巻17第19話 三井寺浄照依地蔵助得活語 第十九
今は昔、三井寺(園城寺、滋賀県大津市)に一人の僧がありました。名を浄照といいます。
十一、二歳ぐらい、まだ出家していない子供のころ、同じぐらいの年齢の子と、戯れに僧形の像を刻んで、これを地蔵菩薩と呼び、古寺の仏檀の辺に置いて、他の子といっしょに花をそえ、供養する遊びをしました。遊びですからその後は像のことは忘れていました。
そののちに出家して、浄照と名乗りました。師に随って法を学び行を修して、顕密(顕教と密教)の教えを学び、とても高貴な身となりました。
三十歳になるころ、身に病を受け、数日をすごしました。ふだんとは異なる心地がして、病は重くなり、ついに死にました。にわかに屈強な者が二人あらわれ、浄照を搦め捕えて追い立て、黒い山の麓に至りました。山には大きな暗い穴があって、浄照はその穴に入れられました。
浄照はおそろしくて心迷い、肝をつぶしました。わずかながら心に思うことがありました。
「私は死んだのだ。しかし、生きているころには法華経を読誦し、観音・地蔵に熱心につかえていた。私を助けてください」
穴の中は風がとても強く、目に風があたり、開いていることもできません。両手で目をおおいました。
やがて閻魔の庁に至りました。四方を見まわすと、多くの罪人が苦しんでいました。泣き叫ぶ声が雷の音のように響いていました。

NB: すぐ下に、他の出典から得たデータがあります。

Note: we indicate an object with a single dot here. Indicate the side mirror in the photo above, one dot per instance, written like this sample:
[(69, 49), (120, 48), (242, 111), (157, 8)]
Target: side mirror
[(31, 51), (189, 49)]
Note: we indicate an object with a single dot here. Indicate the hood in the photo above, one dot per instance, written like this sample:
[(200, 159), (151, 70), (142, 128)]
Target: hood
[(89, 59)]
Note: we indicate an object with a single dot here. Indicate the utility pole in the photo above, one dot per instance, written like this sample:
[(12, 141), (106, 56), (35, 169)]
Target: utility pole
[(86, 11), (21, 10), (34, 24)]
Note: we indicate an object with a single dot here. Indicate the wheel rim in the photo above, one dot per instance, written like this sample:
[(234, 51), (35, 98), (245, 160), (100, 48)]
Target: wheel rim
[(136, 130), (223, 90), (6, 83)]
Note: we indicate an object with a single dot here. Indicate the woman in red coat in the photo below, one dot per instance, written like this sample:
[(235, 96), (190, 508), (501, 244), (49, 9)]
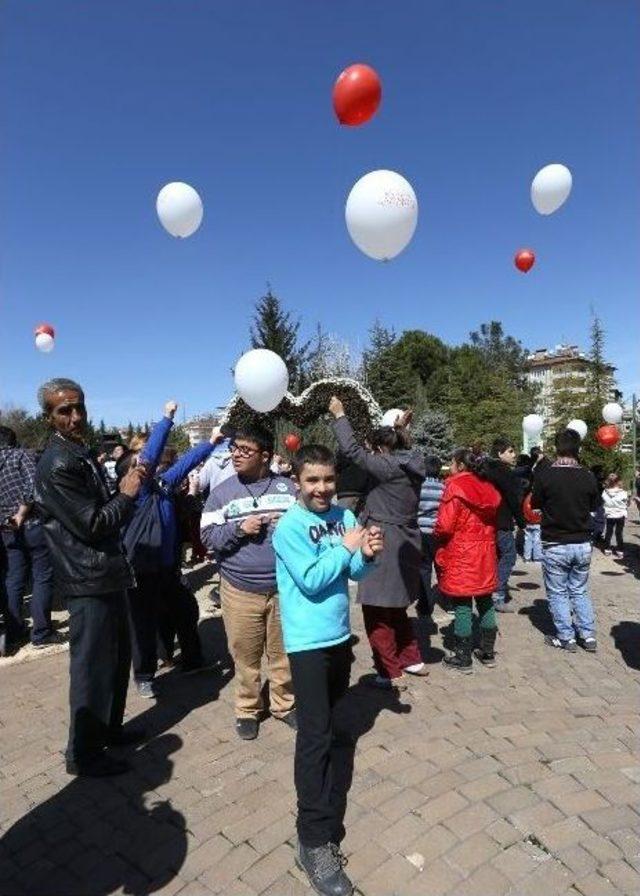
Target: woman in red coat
[(466, 559)]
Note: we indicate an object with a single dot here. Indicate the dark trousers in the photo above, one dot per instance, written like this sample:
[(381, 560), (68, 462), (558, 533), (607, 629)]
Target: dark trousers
[(99, 661), (161, 605), (610, 526), (427, 599), (320, 679), (392, 639), (26, 552)]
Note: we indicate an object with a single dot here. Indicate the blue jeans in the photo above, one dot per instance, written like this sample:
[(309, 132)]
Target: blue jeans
[(532, 542), (506, 545), (565, 568), (26, 551)]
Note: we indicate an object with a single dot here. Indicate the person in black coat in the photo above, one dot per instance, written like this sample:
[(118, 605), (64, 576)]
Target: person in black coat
[(82, 524), (499, 471)]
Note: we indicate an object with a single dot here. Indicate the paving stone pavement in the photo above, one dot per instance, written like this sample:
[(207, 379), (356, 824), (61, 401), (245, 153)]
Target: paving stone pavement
[(523, 779)]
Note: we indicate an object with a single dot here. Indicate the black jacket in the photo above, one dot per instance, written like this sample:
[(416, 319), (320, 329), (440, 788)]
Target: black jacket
[(81, 520), (510, 486), (567, 496)]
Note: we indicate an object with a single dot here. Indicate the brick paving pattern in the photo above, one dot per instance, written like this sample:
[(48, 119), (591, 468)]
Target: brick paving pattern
[(523, 779)]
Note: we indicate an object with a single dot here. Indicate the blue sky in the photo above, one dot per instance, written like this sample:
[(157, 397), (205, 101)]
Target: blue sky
[(104, 102)]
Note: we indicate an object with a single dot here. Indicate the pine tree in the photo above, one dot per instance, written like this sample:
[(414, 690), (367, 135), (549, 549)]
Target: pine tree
[(274, 328), (432, 433)]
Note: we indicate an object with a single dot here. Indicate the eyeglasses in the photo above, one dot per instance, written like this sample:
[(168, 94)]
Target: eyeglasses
[(242, 450)]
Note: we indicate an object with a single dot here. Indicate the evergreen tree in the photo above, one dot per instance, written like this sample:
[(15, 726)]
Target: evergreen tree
[(387, 374), (274, 328), (432, 433)]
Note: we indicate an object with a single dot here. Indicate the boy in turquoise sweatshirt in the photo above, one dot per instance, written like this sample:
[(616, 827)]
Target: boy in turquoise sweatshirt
[(319, 547)]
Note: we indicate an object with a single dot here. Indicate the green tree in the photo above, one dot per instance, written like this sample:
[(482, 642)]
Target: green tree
[(273, 328), (386, 372), (432, 433)]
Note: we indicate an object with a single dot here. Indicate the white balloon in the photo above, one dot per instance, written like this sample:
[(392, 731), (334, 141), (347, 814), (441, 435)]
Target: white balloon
[(612, 412), (381, 214), (390, 418), (550, 188), (179, 208), (261, 379), (533, 424), (44, 342), (578, 426)]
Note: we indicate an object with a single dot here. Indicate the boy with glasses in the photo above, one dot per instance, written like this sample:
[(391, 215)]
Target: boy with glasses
[(237, 526)]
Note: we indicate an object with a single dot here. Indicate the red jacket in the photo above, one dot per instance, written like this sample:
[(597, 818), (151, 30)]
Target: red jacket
[(466, 559)]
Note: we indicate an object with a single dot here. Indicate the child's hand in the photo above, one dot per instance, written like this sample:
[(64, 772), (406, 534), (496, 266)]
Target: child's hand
[(353, 539), (373, 542), (253, 524)]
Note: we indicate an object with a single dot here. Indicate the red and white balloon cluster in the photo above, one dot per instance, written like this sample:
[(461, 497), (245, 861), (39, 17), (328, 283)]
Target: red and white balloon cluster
[(45, 337)]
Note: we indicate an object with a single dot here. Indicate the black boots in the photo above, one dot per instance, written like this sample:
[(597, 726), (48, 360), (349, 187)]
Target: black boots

そのとき、一人の美しい小僧があらわれました。小僧が言いました。
「私をおぼえていないか。私はおまえが子供のころ、戯れにつくった地蔵である。信じる心もなく、ただ遊びでつくったものだが、私はこれを縁として、ずっとおまえを守っていた。私の大悲の誓願によって、人々の善悪を定めるところにいる。ほとんどの者は、浄仏国土の菩薩の功徳荘厳を忘れてしまっているようだ。私はおまえを守ってきたが、ゆえあってすこし離れている間に、おまえはここに召された」
浄照はこれを聞くと、ひざまずいて涙を流し礼拝しました。小僧は浄照を庁の前につれていって、彼のおこないを訴えました。次の瞬間、浄照は生きかえっていました。
その後、浄照は堅固な菩提心をおこし、本寺を去って、多くの山をまわって流浪し、永く仏道を修行して、退くことはありませんでした。
これは地蔵菩薩の利生の方便ではないでしょうか。戯れに木を刻み、地蔵と名づけただけで、その後は供養することもなかったのに、地蔵の利生は続いていたのです。まして、心をつくしてつくったり描いたりした像を供養する功徳を知るべきでしょう。
浄照が語ったことを聞き、語り伝えられています。